Thomas Oppermann, Fraktionsvorsitzender der SPD © picture alliance / dpa

 "Alle Staatsgewalt geht vom Volke aus." Das bedeutet: Das Volk selbst ist Träger der staatlichen Gewalt; und es geht dabei nicht um ein Volk, das der Führung durch "die da oben" bedarf. Es handelt sich im Gegenteil um ein Volk von freien Staatsbürgern.

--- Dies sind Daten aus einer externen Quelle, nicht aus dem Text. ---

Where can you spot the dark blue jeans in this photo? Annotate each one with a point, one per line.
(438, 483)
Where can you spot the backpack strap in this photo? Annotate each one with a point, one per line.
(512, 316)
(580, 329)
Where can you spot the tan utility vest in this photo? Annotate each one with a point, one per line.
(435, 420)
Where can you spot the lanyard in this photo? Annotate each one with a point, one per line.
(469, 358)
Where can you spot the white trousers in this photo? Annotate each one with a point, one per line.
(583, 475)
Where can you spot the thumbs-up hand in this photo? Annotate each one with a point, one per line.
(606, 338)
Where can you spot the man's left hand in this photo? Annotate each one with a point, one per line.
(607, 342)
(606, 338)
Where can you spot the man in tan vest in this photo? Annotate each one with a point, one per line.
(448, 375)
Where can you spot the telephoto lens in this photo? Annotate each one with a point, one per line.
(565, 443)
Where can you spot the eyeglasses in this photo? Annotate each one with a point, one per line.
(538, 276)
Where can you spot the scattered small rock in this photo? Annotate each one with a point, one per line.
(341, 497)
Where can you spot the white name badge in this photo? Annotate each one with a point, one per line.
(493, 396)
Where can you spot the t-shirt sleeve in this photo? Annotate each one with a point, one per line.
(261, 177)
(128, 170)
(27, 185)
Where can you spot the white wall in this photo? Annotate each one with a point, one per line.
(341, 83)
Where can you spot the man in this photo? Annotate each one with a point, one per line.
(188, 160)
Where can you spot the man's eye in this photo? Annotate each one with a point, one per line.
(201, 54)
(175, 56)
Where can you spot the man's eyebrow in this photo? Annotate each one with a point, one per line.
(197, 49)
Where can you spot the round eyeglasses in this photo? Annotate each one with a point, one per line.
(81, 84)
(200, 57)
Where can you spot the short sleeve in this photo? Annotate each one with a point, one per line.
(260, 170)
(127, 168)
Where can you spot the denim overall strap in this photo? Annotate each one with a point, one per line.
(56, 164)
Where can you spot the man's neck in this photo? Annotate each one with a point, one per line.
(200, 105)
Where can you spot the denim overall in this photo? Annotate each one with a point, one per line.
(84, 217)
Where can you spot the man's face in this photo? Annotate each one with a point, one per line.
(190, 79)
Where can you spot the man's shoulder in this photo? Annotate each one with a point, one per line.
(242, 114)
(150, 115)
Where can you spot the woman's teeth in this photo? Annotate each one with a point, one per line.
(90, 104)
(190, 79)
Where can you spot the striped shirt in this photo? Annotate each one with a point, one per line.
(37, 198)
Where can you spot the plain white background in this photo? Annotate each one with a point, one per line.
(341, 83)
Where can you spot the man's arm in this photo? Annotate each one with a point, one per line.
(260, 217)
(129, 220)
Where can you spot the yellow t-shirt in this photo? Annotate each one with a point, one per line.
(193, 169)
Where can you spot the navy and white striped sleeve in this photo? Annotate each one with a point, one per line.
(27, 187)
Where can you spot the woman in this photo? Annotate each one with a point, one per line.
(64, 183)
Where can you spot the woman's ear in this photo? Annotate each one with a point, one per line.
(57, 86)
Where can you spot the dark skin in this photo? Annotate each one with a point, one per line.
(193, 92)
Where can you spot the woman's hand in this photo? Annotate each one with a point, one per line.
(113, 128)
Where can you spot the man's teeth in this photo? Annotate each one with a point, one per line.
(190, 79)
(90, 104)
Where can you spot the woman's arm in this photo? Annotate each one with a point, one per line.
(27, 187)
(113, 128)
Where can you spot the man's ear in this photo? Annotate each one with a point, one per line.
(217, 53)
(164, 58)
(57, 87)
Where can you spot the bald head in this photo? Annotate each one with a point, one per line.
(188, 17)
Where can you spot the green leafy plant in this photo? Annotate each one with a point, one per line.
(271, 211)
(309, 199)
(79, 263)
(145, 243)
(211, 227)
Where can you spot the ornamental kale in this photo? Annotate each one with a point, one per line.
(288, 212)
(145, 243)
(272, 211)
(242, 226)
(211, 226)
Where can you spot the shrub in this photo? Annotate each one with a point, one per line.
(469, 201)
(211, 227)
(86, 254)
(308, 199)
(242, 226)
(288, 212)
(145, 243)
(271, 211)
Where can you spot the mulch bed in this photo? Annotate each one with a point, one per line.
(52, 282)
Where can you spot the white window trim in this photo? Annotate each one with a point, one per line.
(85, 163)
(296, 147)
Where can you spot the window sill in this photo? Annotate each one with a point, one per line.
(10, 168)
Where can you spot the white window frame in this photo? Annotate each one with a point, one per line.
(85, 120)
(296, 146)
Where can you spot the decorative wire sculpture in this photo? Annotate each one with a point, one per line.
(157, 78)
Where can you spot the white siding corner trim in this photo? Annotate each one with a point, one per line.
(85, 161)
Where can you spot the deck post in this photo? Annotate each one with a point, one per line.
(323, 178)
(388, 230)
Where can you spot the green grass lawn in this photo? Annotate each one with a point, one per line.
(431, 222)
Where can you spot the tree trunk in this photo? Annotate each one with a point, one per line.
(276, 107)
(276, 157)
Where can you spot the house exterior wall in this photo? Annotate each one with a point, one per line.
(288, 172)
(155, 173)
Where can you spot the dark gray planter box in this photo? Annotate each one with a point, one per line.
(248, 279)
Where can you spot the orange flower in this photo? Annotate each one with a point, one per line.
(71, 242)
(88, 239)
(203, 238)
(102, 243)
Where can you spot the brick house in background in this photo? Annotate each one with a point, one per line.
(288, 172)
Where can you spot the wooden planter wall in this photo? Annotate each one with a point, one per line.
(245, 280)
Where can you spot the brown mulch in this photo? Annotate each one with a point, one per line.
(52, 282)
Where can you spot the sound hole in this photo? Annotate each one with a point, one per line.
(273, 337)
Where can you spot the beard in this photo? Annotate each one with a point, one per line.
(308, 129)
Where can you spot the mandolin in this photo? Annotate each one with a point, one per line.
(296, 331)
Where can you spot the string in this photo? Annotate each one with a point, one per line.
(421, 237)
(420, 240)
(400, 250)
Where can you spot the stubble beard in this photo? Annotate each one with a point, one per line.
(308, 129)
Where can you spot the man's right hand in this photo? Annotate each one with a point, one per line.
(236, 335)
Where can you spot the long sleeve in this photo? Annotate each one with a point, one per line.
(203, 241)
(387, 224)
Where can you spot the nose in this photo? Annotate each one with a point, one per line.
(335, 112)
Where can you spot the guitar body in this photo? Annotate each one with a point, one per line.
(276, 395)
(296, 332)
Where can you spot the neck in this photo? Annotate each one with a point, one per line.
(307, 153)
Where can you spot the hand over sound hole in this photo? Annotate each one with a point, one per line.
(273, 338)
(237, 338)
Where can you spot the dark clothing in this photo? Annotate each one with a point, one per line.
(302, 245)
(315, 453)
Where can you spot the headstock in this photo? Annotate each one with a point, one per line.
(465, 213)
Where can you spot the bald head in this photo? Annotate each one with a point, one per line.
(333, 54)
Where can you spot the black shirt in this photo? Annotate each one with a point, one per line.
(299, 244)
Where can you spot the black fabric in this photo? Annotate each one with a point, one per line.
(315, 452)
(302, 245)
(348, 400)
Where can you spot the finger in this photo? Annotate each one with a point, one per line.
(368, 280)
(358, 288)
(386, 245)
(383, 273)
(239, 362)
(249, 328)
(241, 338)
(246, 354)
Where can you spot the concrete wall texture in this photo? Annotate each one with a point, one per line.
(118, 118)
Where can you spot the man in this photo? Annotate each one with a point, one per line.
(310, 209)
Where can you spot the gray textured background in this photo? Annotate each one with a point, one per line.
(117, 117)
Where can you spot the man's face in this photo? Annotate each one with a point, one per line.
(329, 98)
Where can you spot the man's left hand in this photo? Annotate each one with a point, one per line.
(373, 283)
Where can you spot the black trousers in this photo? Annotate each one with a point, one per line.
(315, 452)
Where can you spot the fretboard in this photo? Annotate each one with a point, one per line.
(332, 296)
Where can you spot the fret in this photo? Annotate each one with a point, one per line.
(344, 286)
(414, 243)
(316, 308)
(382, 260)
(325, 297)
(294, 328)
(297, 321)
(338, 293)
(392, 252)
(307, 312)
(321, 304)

An dieses klare Bekenntnis des Grundgesetzes zur Demokratie schließt sich der Grundsatz der Gewaltenteilung an – festgelegt im Artikel 20 Abs. 2 des Grundgesetzes. Es ist das entscheidende Organisationsprinzip unseres freiheitlichen Rechtsstaates. Nach den schrecklichen Erfahrungen mit der nationalsozialistischen Willkürherrschaft gehört die Gewaltenteilung zum unabänderlichen Teil unserer Verfassung, der durch die Ewigkeitsgarantie geschützt wird. Mit der gegenseitigen Kontrolle, Hemmung und Mäßigung der verschiedenen Staatsgewalten im Sinne von checks and balances markiert das Grundgesetz damit eine scharfe Trennlinie zwischen echten Demokratien und autoritären oder totalitären Herrschaftsformen.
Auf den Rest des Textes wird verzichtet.